The campaign also used targeted ads on Facebook to not only promote their narrative but also to gain valuable insight into what messages were sticking and which were falling flat. “Targeted advertising in Facebook allows tracking reactions of users to the distributed material in real time and directing the psychological response group to contribute to comments thereof,” the document reads. “With the help of a network of bots the psychological response group moderates top discussions and adjusts further launches depending on which group was affected the most.”

One of the key aspects of the Kremlin’s campaign is also to engage with influencers. According to the FBI’s affidavit, Gambashidze’s company ​​“extensively monitors and collects information about a large number of media organizations and social media influencers.”

According to the Good Old USA project document, the Kremlin was seeking to work with influencers who are “proponents of traditional values, who stand up for ending the war in Ukraine and peaceful relations between the US and Russia, and who are ready to get involved in the promotion of the project narratives.”

Among the types of influencers listed as possible collaborators are actors, politicians, media representatives, activists, and clergymen.

The affidavit references one document maintained by the Social Design Agency, which is not included in the unsealed court documents, that contains a list of more than 2,800 people identified as influencers. While this list is global, US-based influencers account for around 20 percent of the accounts being monitored, including many US lawmakers, according to an analysis of the list by the FBI.

The Social Design Agency also maintains another list, again not included in the court documents, that tracks over 1,900 “anti-influencers” from 52 different countries, with US-based accounts. The FBI agent who authored the document assessed that “anti-influencer” refers to accounts which post “content that SDA views as contrary to Russian objectives.”

In a note from one of the meetings with Russian government officials discussing the campaign’s use of influencers, Gambashidze wrote: “We need influencers! A lot of them and everywhere. We are ready to wine and dine them.” Though no links have been confirmed, hours before the Doppelganger affidavit dropped on Wednesday, Tenet Media, an organization that features a slate of right-wing commentators, was alleged in an unsealed Department of Justice indictment to have been largely funded by Russian state-backed news network RT.

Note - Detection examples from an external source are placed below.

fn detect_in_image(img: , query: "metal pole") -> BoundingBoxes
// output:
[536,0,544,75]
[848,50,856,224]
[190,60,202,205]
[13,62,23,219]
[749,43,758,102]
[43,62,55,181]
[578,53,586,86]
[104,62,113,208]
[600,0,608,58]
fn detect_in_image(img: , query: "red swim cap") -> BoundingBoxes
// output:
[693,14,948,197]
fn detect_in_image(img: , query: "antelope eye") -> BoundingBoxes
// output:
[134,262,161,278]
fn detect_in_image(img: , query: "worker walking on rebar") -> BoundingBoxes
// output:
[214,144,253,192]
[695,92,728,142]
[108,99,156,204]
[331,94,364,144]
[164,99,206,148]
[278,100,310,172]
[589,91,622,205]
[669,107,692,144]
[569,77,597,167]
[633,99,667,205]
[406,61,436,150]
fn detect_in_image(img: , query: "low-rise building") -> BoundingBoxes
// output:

The Social Design Agency operation appeared to be extremely well-run and well-resourced. There is a “project office” consisting of four teams that include one entire group dedicated to monitoring the social media posts from GOP lawmakers in order to generate ideas for topics to cover.

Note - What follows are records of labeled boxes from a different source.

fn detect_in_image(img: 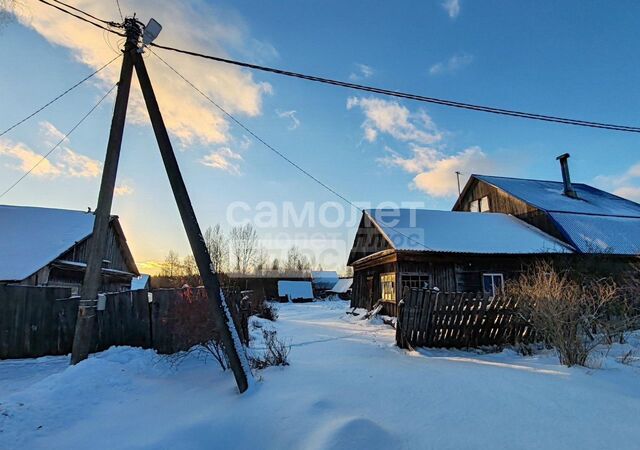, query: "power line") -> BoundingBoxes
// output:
[53,0,122,27]
[0,54,122,137]
[148,49,432,250]
[38,0,126,37]
[116,0,124,22]
[149,49,360,213]
[0,83,118,198]
[150,42,640,133]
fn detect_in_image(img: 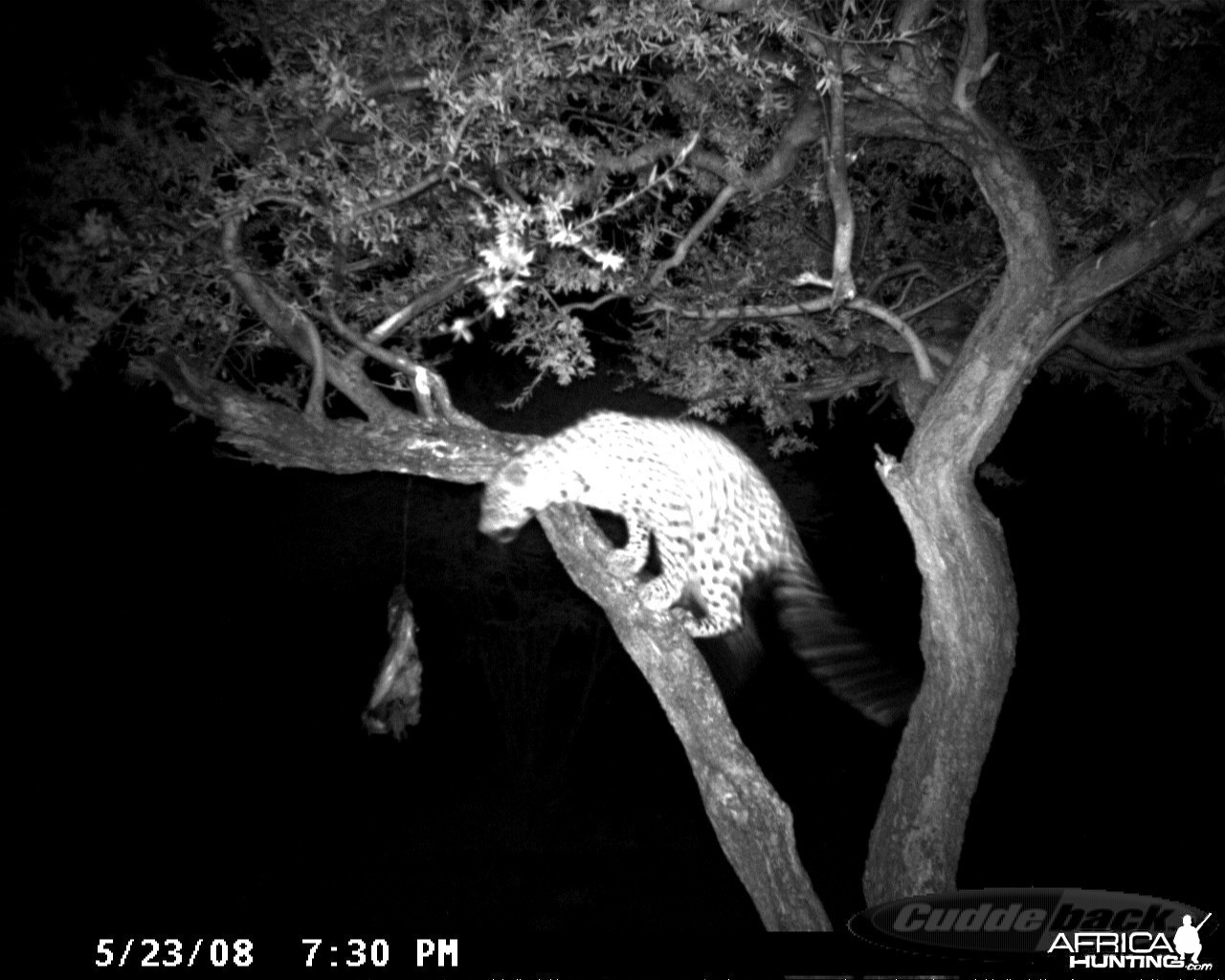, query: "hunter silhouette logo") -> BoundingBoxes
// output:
[1173,913,1213,967]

These would then be handed to a “text factory," with orders to whittle down the topics handed to them by the monitoring team to four to five main issues, along with eight to 10 basic posts for social media platforms and 40- to 60 comments to post under those social media posts for the network of bots. Another team was called the “manga editorial office,” which was charged with producing a daily output of three to four images, including memes. Finally, a video team was tasked with producing three to four videos each day.

“In order for this work to be effective, you need to use a minimum of fake news and a maximum of realistic information,” the document’s authors wrote. “At the same time, you should continuously repeat that this is what is really happening, but the official media will never tell you about it or show it to you.”

Antibot4Navalny, a group of anonymous Russian researchers who have been closely tracking Doppelganger’s activity, are doubtful that the affidavit will have a significant impact on the campaign’s activity.

“Frankly, I believe it's whack-a-mole as long as EU providers keep doing business with [Social Design Agency], and UK-registered shell companies keep helping SDA with its operation,” the researchers told WIRED, citing their own investigations earlier this year.